Un settore in grande espansione con 24,2 miliardi di euro di valore aggiunto nel 2017, che rappresenta il 10% del nostro manifatturiero e occupa circa 500 mila addetti. Primi in Europa con distacco

Il sistema moda, che comprende tessile, abbigliamento e calzature, è un settore chiave per l'economia italiana. Ma rappresenta anche un'eccellenza a livello europeo. La moda Made in Italy mantiene saldo il suo primato, sia in termini di produzione che di valore aggiunto. Più di un terzo del valore aggiunto generato dal sistema dell'Unione Europea è associabile all'Italia (33,9%), una quota pari a tre volte quella tedesca, quattro volte quella spagnola e quasi cinque volte quella francese. Questo è il quadro che emerge dal report "Il sistema moda italiano tra tradizione e innovazione", curato da Intesa Sanpaolo. Ne abbiamo parlato con Gregorio De Felice, Capo economista Intesa Sanpaolo.

Quali cono i punti di forza del sistema moda italiano?

Partiamo dalla fotografia dell'esistente. Il sistema moda Italia rappresenta una quota importantissima del nostro manifatturiero, il 10% del suo totale, e con un valore aggiunto pari circa a 24 miliardi di euro.
Il comparto dà lavoro a circa 500mila dipendenti.

Quindi in un quadro in cui l'industria italiana perde leggermente quota rispetto al totale del Pil, il sistema moda è un settore che mantiene le proprie posizioni. Ed è un settore peculiare, molto interessante, poiché mette insieme un'attività tradizionale - il vestire, il bello, scarpe, accessori e così via - con l'innovazione. Parliamo di innovazione tecnologica, di prodotto e, naturalmente, nello stile.
Abbiamo un saldo commerciale con l'estero che fa invidia a tutti gli altri Paesi, poiché raggiunge i 20 miliardi di euro all'anno. E' una quota molto più ampia di quella di Paesi come la Francia che sono in deficit, poiché proprio la Francia ha diversificato, esternalizzato le proprie produzioni al di fuori del proprio Paese. L'Italia produce per sé stessa e anche per altri stati, per esempio la Francia, dove il 6% della moda transalpina è realizzato da noi.
Un dato cui tengo molto è quello di quanto rappresenta la moda italiana rispetto al totale della moda europea. Siamo a oltre il 33% e rapportato alla Francia siamo cinque volte la loro quota.
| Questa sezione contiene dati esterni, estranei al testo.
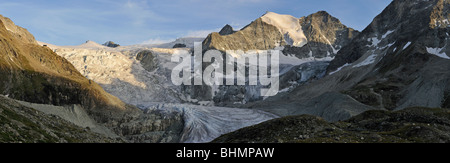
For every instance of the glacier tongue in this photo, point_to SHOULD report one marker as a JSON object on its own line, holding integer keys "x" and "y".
{"x": 204, "y": 124}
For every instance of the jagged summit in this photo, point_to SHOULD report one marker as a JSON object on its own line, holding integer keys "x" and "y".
{"x": 400, "y": 60}
{"x": 111, "y": 44}
{"x": 227, "y": 30}
{"x": 402, "y": 23}
{"x": 289, "y": 27}
{"x": 317, "y": 35}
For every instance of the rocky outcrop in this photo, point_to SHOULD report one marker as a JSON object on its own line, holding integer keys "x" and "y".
{"x": 36, "y": 74}
{"x": 148, "y": 60}
{"x": 21, "y": 124}
{"x": 320, "y": 35}
{"x": 111, "y": 44}
{"x": 398, "y": 61}
{"x": 413, "y": 125}
{"x": 401, "y": 22}
{"x": 258, "y": 35}
{"x": 17, "y": 32}
{"x": 227, "y": 30}
{"x": 178, "y": 45}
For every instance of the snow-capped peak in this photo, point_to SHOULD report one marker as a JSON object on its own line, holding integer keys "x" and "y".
{"x": 289, "y": 26}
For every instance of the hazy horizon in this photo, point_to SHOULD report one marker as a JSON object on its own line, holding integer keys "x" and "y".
{"x": 129, "y": 22}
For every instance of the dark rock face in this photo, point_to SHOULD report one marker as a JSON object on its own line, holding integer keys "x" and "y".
{"x": 326, "y": 36}
{"x": 36, "y": 74}
{"x": 409, "y": 21}
{"x": 20, "y": 124}
{"x": 148, "y": 60}
{"x": 258, "y": 35}
{"x": 178, "y": 45}
{"x": 392, "y": 65}
{"x": 227, "y": 30}
{"x": 111, "y": 44}
{"x": 413, "y": 125}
Quindi si tratta di un'enormità rispetto a quelli che sono sempre considerati i nostri più classici concorrenti in questo settore.



Moda e innovazione. Un'unione ormai inscindibile.

L'innovazione è ormai fondamentale nel modo di produrre, nel cercare di ridurre l'uso di alcune materie prime che generano molti rifiuti. Ma oltre al tema della sostenibilità ritengo sia ormai essenziale quello della digitalizzazione. Nella catena del valore che è molto lunga in questo settore: ogni capofila ha un numero molto elevato di subfornitori. E poi il grande tema del commercio online, sul quale dobbiamo dire che la moda italiana che ha tanti pregi e punti di forza, forse in questo campo è un po' più in ritardo. Abbiamo fatto un'indagine sui produttori della moda e abbiamo rilevato che pochi di loro hanno strategie complesse di eCommerce, che significa vendere dal proprio sito o da un marketplace (o sito specializzato), e avere una propria app. Solamente il 12% dei produttori ha tutti questi tre canali di vendita insieme. Siamo indietro, comunque in un Paese che compra online: gli acquisti sono cresciuti a 3 miliardi di euro nel corso degli ultimi anni. C'è quindi sempre maggior interesse ma credo che non bisogna affidarsi solo ai marketplace, ma avere delle strategie più elaborate e articolate che puntino su tutti i canali di vendita.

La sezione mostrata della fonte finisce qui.